Todd Pickett a connu la gloire des écrans de cinéma, mais sa carrière d’acteur est désormais sur le déclin. Refusant de se voir reléguer au bas du box-office, il décide de recourir à la magie de la chirurgie esthétique… Or le résultat s’avère catastrophique, et il est obligé de fuir d’urgence les caméras. Il choisit pour cette retraite forcée l’ancienne résidence d’une comédienne de l’âge d’or hollywoodien, une maison nommée Coldheart Canyon, connue pour avoir été à l’époque le lieu de nombreuses soirées de débauche. Et d’excès bien plus sinistres, comme Todd, entraîné dans une spirale macabre, va bientôt le découvrir… |
Nous nous plongeons tout d’abord dans la fascinante époque du Hollywood des années 20 par l’entremise de la troublante et franchement terrifiante Katya Lupi. Ce sont les ambiances à la Bloch (Le Crépuscule des Stars) ou Campbell (The Grin of the Night) qui montrent à quel point l’image n’est qu’un mensonge et que la gloire du muet cache souvent quelque chose de sordide. La série American Horror Story en sait aussi quelque chose dans sa première saison, possèdant bien des échos de Coldheart Canyon.

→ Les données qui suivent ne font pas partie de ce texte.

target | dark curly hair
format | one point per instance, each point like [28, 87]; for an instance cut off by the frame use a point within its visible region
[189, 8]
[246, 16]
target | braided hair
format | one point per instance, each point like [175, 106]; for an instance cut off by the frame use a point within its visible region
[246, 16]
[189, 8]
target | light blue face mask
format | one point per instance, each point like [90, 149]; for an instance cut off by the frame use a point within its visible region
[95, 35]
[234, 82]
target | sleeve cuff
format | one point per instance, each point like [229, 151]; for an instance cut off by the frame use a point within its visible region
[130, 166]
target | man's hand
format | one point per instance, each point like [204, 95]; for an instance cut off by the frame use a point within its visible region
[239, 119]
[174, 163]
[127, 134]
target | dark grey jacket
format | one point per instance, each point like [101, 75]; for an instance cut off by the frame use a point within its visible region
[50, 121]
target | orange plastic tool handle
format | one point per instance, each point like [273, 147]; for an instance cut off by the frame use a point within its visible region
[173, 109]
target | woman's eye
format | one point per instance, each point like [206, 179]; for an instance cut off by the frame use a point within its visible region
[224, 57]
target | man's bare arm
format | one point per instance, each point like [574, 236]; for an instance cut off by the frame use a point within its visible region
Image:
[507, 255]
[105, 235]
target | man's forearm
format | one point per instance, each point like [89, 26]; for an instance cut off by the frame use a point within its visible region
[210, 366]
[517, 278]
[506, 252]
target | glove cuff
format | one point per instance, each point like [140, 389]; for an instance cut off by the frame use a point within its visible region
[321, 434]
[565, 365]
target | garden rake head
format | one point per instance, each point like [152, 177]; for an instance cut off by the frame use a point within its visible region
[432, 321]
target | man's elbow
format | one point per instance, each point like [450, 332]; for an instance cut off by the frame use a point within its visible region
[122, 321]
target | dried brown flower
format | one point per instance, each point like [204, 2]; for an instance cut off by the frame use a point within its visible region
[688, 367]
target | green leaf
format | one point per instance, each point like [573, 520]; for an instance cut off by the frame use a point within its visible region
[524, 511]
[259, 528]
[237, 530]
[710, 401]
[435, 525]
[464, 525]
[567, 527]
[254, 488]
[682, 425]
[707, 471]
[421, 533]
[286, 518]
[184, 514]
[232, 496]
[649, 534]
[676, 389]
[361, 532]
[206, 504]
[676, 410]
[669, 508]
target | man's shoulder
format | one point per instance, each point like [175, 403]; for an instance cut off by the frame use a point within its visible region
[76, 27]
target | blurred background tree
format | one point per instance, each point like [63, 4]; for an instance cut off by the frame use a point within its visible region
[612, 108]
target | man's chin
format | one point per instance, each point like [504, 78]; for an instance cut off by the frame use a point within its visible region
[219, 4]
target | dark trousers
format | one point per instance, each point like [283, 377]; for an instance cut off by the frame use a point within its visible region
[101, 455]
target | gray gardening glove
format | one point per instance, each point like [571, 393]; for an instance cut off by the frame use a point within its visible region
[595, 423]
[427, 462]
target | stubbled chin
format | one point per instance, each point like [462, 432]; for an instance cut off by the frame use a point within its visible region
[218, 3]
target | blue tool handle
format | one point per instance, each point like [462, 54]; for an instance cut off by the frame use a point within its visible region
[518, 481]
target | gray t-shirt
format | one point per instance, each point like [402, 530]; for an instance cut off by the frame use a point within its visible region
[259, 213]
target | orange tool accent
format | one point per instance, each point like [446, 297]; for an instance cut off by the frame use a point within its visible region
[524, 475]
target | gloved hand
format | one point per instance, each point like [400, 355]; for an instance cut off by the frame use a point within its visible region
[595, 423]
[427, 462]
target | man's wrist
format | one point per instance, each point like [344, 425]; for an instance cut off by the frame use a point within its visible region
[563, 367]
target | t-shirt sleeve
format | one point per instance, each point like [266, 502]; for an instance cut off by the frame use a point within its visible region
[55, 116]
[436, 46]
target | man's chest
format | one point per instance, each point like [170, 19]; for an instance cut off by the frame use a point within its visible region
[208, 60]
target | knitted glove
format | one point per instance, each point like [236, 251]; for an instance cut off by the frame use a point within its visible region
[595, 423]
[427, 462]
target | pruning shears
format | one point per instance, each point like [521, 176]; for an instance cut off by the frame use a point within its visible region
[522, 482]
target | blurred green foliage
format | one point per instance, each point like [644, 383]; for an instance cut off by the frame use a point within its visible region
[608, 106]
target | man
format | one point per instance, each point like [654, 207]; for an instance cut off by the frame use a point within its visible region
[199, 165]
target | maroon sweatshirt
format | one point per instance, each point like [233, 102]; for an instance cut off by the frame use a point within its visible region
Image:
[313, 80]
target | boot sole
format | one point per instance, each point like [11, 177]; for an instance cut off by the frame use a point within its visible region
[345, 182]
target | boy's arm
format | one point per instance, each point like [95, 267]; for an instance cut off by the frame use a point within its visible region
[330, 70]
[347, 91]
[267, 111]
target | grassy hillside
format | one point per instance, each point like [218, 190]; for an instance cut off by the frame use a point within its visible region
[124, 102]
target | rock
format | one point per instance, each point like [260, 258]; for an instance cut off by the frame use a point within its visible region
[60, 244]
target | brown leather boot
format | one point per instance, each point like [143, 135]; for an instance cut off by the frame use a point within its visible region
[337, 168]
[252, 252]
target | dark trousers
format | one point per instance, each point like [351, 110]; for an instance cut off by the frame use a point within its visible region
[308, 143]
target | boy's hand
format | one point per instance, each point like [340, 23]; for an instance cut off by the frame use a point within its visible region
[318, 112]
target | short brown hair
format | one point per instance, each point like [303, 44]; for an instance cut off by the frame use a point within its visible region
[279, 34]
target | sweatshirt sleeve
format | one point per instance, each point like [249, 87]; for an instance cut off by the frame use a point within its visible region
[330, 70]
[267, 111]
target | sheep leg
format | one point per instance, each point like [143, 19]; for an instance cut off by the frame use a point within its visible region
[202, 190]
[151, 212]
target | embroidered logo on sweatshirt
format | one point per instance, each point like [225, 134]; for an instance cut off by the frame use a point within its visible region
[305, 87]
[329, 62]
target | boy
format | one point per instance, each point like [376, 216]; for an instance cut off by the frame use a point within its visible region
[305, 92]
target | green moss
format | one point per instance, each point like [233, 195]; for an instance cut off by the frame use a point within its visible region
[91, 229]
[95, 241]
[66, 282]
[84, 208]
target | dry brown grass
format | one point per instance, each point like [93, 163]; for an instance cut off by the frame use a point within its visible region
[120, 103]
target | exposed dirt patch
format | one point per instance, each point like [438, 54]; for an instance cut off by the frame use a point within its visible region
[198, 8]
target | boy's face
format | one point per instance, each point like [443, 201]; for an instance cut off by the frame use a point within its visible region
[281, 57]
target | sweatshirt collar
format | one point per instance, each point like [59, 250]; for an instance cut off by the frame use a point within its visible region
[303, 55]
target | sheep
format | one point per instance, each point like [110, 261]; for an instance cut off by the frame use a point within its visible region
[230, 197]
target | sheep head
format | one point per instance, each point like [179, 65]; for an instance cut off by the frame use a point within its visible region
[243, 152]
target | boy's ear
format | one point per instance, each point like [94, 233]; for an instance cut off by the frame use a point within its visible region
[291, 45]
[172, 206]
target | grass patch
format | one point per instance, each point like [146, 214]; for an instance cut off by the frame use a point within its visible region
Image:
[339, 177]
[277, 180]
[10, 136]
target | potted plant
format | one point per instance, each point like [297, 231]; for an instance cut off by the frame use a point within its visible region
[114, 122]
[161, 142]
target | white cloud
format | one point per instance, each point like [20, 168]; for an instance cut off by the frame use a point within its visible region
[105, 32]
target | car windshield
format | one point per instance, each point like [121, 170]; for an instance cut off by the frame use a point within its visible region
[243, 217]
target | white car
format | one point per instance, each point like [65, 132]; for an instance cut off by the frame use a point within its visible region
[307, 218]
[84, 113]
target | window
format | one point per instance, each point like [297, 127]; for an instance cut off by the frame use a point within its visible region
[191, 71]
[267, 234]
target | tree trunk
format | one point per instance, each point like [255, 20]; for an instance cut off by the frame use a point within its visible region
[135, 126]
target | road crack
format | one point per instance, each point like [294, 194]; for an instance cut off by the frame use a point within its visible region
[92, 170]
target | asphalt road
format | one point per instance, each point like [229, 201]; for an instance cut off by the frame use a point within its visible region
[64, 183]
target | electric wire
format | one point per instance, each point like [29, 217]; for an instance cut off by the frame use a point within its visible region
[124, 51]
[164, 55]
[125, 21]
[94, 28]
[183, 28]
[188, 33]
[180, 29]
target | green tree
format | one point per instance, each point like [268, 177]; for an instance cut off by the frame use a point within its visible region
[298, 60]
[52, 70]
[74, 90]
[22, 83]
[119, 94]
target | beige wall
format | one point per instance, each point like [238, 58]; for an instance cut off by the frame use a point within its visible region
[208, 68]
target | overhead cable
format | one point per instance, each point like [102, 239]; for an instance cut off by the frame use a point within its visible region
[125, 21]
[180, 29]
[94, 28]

On trouve toutes les composantes essentielles du genre (voir d’ailleurs notre soupçon sur Hollywood). La vamp qui crève l’écran, le personnage à la gloire passée et tentant de rester à flot, la présidente du fanclub qui ferait tout pour Todd, les orgies décadentes (et Clive était très inspiré, et dans tous les sens du terme, pour ce roman) ainsi que la superbe demeure, ses « habitants » et son sous-sol.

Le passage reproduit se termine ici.